We consider a finite population of $n$ individuals indexed by $\{1,\ldots,n\}$. The Reed-Frost epidemic propagates step-by-step in the population as follows. At step $0$, a single individual $u \in \{1,\ldots,n\}$ is infected and the others are susceptible. Then, any individual that is infected at some step is contagious during one step and is (definitely) removed at the next step. While it is contagious, this individual can infect any other susceptible individual independently at random with probability $p$. Hence, at the end of any step $t \ge 1$, the individuals that were infected at the end of step $t-1$ are removed, the susceptible individuals of step $t-1$ that were infected during step $t$ become infected, and the others remain susceptible.
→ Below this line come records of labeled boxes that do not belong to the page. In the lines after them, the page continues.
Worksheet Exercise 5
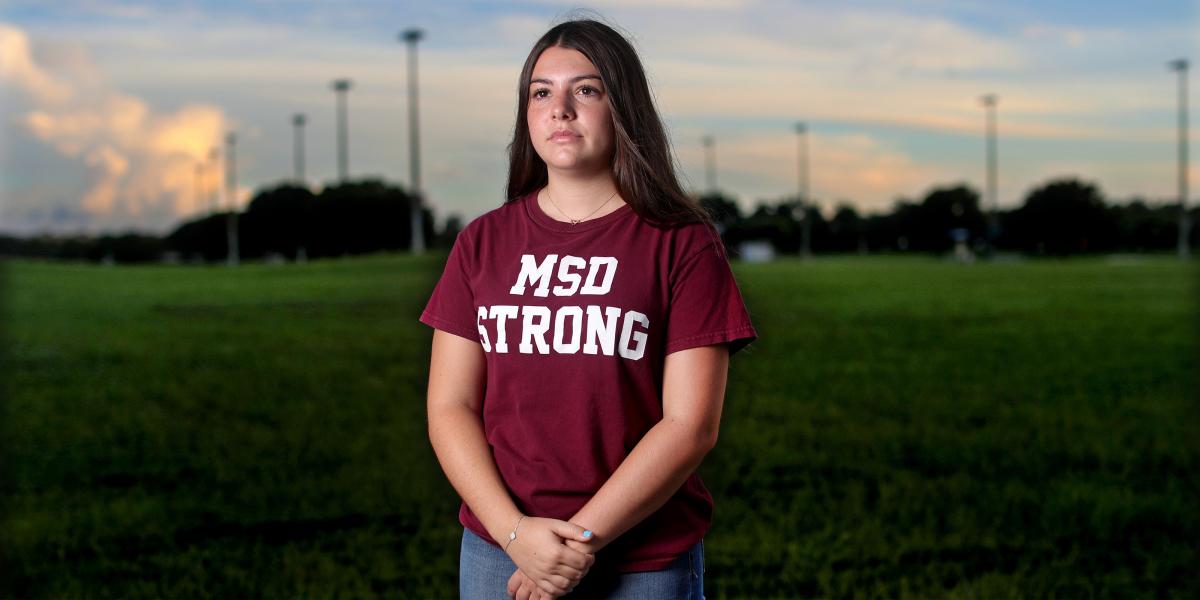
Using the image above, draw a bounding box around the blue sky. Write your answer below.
[0,0,1200,233]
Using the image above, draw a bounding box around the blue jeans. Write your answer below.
[458,528,704,600]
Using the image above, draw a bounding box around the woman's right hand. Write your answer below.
[506,516,595,596]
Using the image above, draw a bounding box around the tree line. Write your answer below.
[700,179,1200,256]
[0,179,1200,263]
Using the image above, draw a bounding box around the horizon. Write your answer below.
[0,0,1200,235]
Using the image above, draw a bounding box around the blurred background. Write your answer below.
[0,0,1200,598]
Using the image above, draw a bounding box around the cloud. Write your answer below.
[0,25,232,228]
[678,131,945,212]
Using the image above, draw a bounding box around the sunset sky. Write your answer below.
[0,0,1200,234]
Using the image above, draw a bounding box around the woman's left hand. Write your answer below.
[509,569,558,600]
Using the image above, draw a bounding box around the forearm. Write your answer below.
[430,407,521,545]
[570,420,715,551]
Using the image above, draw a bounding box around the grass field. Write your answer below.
[0,256,1200,598]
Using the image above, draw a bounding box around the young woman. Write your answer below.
[421,20,756,600]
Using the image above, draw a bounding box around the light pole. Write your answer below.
[979,94,1000,253]
[194,161,204,214]
[332,79,350,184]
[204,146,221,215]
[292,113,307,186]
[226,131,238,266]
[1168,59,1192,259]
[400,29,425,254]
[702,136,716,196]
[796,121,812,258]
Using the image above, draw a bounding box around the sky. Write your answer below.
[0,0,1200,235]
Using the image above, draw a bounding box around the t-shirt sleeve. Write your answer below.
[665,235,758,355]
[420,232,479,342]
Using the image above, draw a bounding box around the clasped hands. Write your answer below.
[505,517,595,600]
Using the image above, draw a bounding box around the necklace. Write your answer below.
[546,188,617,224]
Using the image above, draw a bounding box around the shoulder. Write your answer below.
[661,217,725,262]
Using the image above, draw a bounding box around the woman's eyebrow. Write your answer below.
[529,74,600,85]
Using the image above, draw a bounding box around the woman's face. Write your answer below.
[526,47,614,174]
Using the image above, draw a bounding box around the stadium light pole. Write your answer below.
[332,79,350,184]
[979,94,1000,254]
[400,29,425,254]
[796,121,812,258]
[292,113,308,187]
[196,160,204,215]
[204,146,221,215]
[1168,59,1192,259]
[702,136,716,196]
[226,131,238,266]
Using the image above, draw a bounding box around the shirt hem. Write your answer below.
[665,325,758,354]
[419,311,479,343]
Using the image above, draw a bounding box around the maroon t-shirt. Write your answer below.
[421,193,756,571]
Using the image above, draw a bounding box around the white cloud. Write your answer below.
[0,25,245,227]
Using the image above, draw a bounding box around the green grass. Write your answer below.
[0,256,1200,598]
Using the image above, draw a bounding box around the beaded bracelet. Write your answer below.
[504,515,526,552]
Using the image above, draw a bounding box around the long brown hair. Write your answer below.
[504,19,710,226]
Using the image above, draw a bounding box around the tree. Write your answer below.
[1009,179,1117,256]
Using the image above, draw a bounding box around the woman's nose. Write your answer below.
[551,98,575,120]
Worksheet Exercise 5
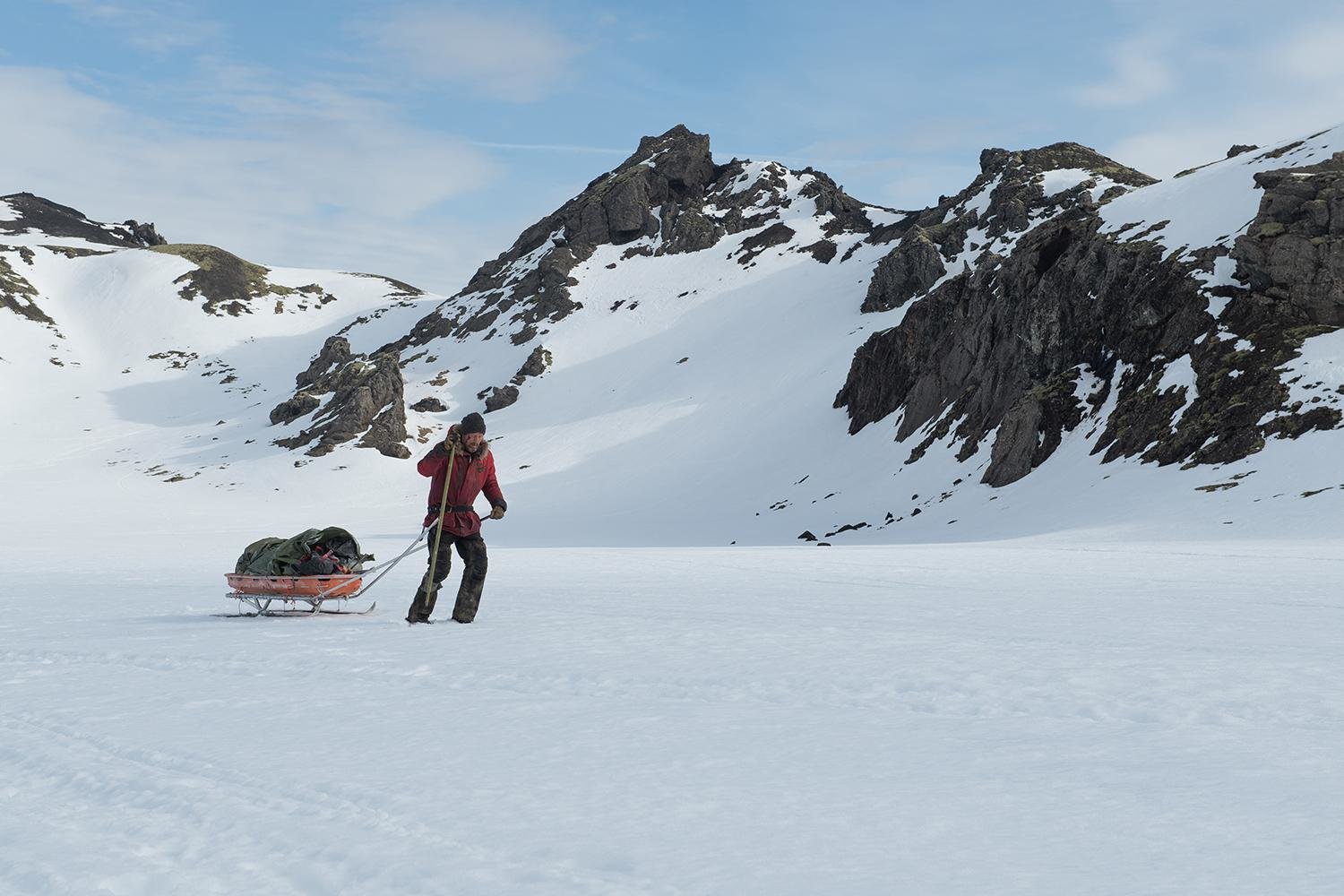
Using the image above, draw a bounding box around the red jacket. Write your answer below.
[416,426,508,536]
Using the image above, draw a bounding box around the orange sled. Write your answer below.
[225,573,376,616]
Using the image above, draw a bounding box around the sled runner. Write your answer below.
[225,573,378,616]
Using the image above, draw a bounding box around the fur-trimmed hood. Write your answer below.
[444,423,491,461]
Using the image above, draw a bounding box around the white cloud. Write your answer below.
[370,6,580,102]
[1073,33,1175,106]
[0,65,513,291]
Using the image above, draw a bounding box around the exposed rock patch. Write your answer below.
[0,194,168,248]
[836,147,1344,485]
[151,243,335,317]
[271,336,410,458]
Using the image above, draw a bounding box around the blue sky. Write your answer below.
[0,0,1344,291]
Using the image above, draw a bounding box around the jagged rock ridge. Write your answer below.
[0,194,168,248]
[836,151,1344,485]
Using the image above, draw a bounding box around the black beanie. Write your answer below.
[457,411,486,435]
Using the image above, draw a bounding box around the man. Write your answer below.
[406,412,508,625]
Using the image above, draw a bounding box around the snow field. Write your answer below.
[0,533,1344,896]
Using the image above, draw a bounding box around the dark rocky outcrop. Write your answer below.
[510,345,553,385]
[384,125,873,359]
[151,243,335,317]
[0,246,56,326]
[836,151,1344,485]
[1233,151,1344,326]
[271,336,410,458]
[0,194,168,248]
[411,396,448,414]
[863,142,1156,318]
[486,385,518,414]
[863,226,946,312]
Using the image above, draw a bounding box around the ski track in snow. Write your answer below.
[0,536,1344,895]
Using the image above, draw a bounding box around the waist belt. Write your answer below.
[429,504,476,516]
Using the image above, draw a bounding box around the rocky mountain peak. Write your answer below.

The Reed-Frost epidemic is related to the Erdös-Rényi random graph as follows. If we consider a Reed-Frost epidemic that starts at some individual $u$ and has a probability $p$ of infection, then the individuals that are infected at some step $t \ge 0$ correspond to the nodes that are at distance $t$ of $u$ in the Erdös-Rényi random graph $G(n,p)$.
Using the relation with Erdös-Rényi graphs, adapt the functions of Exercice 1 to compute the number of nodes that are eventually infected in the Reed-Frost epidemic, starting from a given node of the population. The inputs of this new function size_infection
are the number $n$ of nodes (say, between 1000 and 10000) and the probability $p$ of infection.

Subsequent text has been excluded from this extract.